Science, croyances et éthique


Science et Croyances dans l'Antiquité grecque (2/5)

De retour dans sa ville natale de Milet en Ionie, sur les bords de la Mer Egée, Thalès créa la première école de pensée rationaliste grecque. Donner de la nature environnante, de l'univers observable, "une explication rationnelle ne faisant intervenir que des causes et effets naturels, sans immixtion aucune de ces puissances extérieures" que sont les multiples dieux du panthéon local (Extrait de L'atome dans la pensée humaine de Bernard Pullman), telle était l'ambition de ce premier Philosophe de la Nature en effet. Et telle sera l'ambition de ses nombreux successeurs, au premier rang desquels Anaximandre (vers 611-547 avant notre ère), Pythagore (vers 570-490 avant notre ère), Socrate (vers 470-399 avant notre ère), Platon (vers 428-347 avant notre ère), Aristote (vers 384-322 avant notre ère), ...

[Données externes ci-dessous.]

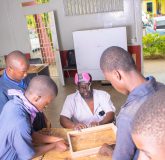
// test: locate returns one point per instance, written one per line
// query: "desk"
(55, 155)
(33, 69)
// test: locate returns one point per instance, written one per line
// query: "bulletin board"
(90, 44)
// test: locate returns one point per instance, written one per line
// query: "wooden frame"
(89, 140)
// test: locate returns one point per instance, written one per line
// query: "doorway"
(44, 42)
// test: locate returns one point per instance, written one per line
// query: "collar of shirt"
(149, 86)
(21, 84)
(27, 105)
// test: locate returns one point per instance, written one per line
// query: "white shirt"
(76, 109)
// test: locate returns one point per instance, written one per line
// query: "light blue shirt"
(125, 149)
(15, 132)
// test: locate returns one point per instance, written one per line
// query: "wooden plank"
(88, 141)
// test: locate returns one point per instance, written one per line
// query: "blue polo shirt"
(15, 132)
(125, 149)
(5, 84)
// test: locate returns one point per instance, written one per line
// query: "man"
(119, 69)
(87, 106)
(17, 117)
(14, 77)
(149, 128)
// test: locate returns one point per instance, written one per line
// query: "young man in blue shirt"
(15, 77)
(17, 118)
(119, 69)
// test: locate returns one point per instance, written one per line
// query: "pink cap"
(82, 77)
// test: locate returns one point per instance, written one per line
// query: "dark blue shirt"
(125, 149)
(15, 132)
(5, 84)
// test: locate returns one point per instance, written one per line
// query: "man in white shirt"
(87, 106)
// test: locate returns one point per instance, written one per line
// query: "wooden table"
(55, 155)
(34, 68)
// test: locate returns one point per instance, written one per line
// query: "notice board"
(90, 44)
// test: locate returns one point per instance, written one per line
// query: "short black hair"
(150, 118)
(114, 58)
(43, 86)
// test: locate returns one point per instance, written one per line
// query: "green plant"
(153, 46)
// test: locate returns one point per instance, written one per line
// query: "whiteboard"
(90, 44)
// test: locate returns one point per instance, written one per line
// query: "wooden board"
(88, 141)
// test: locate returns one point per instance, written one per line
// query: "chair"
(70, 62)
(38, 61)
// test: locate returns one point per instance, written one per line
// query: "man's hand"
(106, 150)
(61, 146)
(93, 124)
(79, 126)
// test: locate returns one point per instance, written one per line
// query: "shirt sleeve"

Socrate (470-399), Platon (428-347) et Aristote (384-322).
Aristote fut l'élève de Platon, dont le maître de pensée avait été Socrate


Certes, les uns et les autres formuleront des interprétations, construiront des schémas intellectuels, sur la base de l'observation des phénomènes naturels. Parviendront-ils pour autant à totalement s'affranchir de la tutelle divine ? Pas tout à fait : l'idée d'un Dieu suprême, architecte de l'univers, persistera dans l'esprit de nombre d'entre eux en réalité. En témoignent les explications qu'ils donneront de la structuration progressive de notre univers de matière et leur formulation des lois qui régissent le mouvement de chacun des astres le peuplant.